The resignation of the Greek Finance Minister is the clearest possible indication that my last posting was correct and that Greece is ready to climb down in negotiations, in exchange for any sliver of a fig-leaf. The “Troika” is very keen that there will be another bail-out because of course the money goes to the bankers to whom the political elite are beholden. It is increasingly plain that Tsipras does not have the balls for debt repudiation. Yesterday’s choice was meaningless; debt repudiation is the only real alternative.
No bail-out will make any difference, we will be enmired in the same issues again every six months, but with less drama. The Euro will survive because it is the resilient currency of the World’s largest economy. Merkel will continue to manage it cleverly – she has just demonstrated that Germany can determine who is Greece’s finance minister. Greeks will suffer through more austerity, comforted by yesterday’s meaningless shout of defiance, and large corporations and banks will get their hands on Greece’s remaining state assets.
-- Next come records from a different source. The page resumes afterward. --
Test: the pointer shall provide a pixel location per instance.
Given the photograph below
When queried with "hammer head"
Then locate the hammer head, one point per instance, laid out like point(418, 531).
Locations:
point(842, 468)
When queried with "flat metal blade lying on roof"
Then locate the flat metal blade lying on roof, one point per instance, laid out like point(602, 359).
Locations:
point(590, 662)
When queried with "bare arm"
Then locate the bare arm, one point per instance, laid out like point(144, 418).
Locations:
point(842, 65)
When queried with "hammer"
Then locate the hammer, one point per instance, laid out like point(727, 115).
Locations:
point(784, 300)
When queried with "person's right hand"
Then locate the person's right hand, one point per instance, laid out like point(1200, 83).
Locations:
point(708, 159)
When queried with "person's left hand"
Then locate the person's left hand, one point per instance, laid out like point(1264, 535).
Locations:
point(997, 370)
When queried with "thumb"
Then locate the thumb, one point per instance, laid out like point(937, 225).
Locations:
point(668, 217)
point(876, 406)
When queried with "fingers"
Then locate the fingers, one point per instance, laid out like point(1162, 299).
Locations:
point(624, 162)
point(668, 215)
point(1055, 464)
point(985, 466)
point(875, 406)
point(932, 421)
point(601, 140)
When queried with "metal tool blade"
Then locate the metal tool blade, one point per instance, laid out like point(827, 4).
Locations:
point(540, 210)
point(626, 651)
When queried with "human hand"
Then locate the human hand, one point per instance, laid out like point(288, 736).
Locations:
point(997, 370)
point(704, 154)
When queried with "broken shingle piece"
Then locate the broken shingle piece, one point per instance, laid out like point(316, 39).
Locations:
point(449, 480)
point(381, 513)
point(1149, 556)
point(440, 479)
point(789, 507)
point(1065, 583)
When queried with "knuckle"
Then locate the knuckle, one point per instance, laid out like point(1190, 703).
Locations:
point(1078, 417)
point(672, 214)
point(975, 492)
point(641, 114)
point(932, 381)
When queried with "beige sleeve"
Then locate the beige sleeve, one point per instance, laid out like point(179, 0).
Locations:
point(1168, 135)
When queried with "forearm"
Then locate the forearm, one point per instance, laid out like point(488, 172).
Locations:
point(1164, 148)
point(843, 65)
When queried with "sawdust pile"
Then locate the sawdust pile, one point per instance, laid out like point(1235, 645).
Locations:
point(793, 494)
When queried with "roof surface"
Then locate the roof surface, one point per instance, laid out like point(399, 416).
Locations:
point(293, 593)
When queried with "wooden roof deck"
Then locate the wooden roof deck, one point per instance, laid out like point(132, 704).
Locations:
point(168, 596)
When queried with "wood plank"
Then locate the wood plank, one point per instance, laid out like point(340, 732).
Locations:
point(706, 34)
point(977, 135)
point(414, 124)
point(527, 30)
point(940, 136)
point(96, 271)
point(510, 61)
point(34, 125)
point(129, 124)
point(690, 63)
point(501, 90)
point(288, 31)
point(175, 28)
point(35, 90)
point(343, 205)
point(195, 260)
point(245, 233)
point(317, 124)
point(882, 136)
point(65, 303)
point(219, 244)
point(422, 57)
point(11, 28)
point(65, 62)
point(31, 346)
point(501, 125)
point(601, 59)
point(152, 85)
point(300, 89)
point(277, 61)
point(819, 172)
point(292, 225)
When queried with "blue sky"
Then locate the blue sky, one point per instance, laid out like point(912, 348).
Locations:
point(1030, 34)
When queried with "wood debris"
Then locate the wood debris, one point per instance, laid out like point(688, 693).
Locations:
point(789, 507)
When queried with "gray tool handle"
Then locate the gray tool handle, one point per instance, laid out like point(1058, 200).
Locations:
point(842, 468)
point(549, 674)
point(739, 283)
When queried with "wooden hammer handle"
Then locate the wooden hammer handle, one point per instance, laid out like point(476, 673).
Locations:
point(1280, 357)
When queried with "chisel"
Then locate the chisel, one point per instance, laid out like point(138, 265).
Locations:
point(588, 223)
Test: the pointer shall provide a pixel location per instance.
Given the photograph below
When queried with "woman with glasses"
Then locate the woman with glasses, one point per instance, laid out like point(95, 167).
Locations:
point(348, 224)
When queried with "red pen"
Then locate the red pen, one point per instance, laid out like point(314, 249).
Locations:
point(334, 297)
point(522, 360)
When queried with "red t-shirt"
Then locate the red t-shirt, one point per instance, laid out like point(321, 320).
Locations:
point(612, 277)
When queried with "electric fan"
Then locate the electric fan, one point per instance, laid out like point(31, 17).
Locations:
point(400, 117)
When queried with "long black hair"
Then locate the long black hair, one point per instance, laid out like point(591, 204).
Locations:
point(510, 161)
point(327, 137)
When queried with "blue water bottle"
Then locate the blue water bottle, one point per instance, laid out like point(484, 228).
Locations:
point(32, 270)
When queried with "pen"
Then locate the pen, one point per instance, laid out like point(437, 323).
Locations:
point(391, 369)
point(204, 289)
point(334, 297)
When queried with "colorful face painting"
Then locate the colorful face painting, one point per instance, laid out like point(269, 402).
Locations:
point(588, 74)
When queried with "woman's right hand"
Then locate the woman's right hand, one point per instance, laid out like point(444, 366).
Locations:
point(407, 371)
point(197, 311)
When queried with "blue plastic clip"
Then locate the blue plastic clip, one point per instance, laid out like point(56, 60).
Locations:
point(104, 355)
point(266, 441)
I think the lesson from this is that the 21st Century corporate and banking state is beyond amelioration. Any change needs to be a fundamental challenge to the system. It will seem strange to future generations that a system developed whereby middlemen who facilitated real economic transactions by handling currency, came to dominate the world by creating a mathematical nexus of currency that bore no meaningful relationship to real movements of commodities.